Residents protest tax plan
Outside city hall, there were people passing out flyers. Inside, residents waited in line to get their chance to speak out.
With new taxes and fees likely on the horizon, people wanted to get their two cents in Monday on the city of Cape Coral’s plan to collect more money from utility rate payers and property owners.
Nearly everyone who spoke was against the proposed 10 percent public service tax to be assessed on electric bills, while nearly everyone on staff and on the dais said the city won’t be able to operate in the way it has without them.
Ordinance 28-13, as the measure is called, was moved up to the top of the agenda so people can ask questions of Mike Burton of Burton & Associates, the consultants who used their model to formulate the “financial diversification” City Manager John Szerlag is seeking.
The debate lasted nearly three hours. Szerlag said diversifying the city’s tax base, rather than simply raising the property tax rate, is important to protect the city’s credit rating and to diversify the city’s finances, while also once again spelling out the two futures Cape Coral has if they do or do not approve the new taxes.
“There is a new paradigm since the economic collapse. The city is on the tipping point with reserves and are avoiding capital improvement at the point where it can’t continue,” Burton said.
While there was some confusion as to how the numbers would be tabulated on the bill, there would be no charge on the first 500 kilowatt hours used per home, officials said.
Citizens didn’t agree.
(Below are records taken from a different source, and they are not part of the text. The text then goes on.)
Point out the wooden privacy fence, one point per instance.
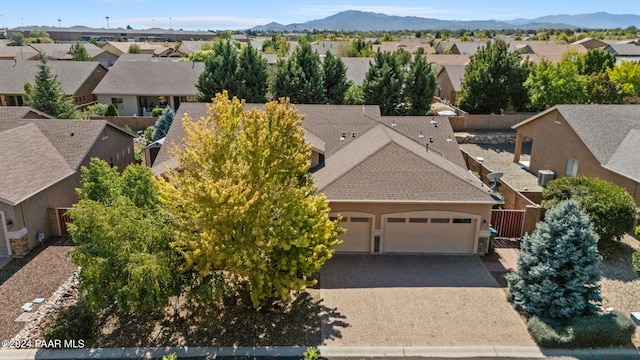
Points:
(509, 223)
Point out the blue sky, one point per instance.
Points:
(240, 14)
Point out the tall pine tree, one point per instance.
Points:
(558, 268)
(420, 84)
(383, 84)
(300, 78)
(252, 70)
(220, 72)
(47, 95)
(492, 79)
(335, 79)
(79, 52)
Nearly everyone who spoke during an oversized input session was against new taxes.
Those most opposed were business owners, who said the increase in their electric bills would prevent new business from entering and penalize them the most, since they use the most electricity.
“I looked selfish to ask for an exemption on business and they said nothing about it and that’s the answer I expected,” said Jim St. Amand. “I want to save something for the business people. The property taxes are supposed to pay for fire and police.”
Many of the speakers voiced their views and left after public input was over.
Still, council members explained their positions to those who remained.
“You suggest that you’re OK with a millage rate of 10. Would you put all your money into one basket?” Councilmember Derrick Donnell said. “This spreads things out. The target is $20 million, and we’re doing it in three ways.”
Councilmember Kevin McGrail commented on the empty seats.
“The people who left have made up their minds. There’s no way roads in the North Cape will be paved if we continue like this,” McGrail said. “We’ll have no infrastructure, and to wait for growth is an empty promise.”
Councilmember Chris Chulakes-Leetz said the formula would penalize year-round residents while the vacant landowners would benefit from a reduction in the millage rate.
“To drop the millage rate, the unimproved properties will wipe out any tax benefit and investors would get a free ride from those who live here,” Chulakes-Leetz said.
Szerlag said city council can do as it wants, including rescind the public service tax, if it’s put into place.
He also said that everything he has told the public has not been fear mongering, as some have suggested.
“People are entitled to their own opinion, not their own facts,” Szerlag said. “We cannot operate like we have in the past because we don’t have a fund balance.”
The final vote on the public service tax is expected to come Monday at City Hall. The second step on the “diversification” ladder is expected to come in June when council will consider a 60 percent “fire services recovery assessment.”
The final would be to adjust the ad valorem rate to reach the target of $20 million (or about $150 per household) Szerlag figures the city will need to pay for capital improvements.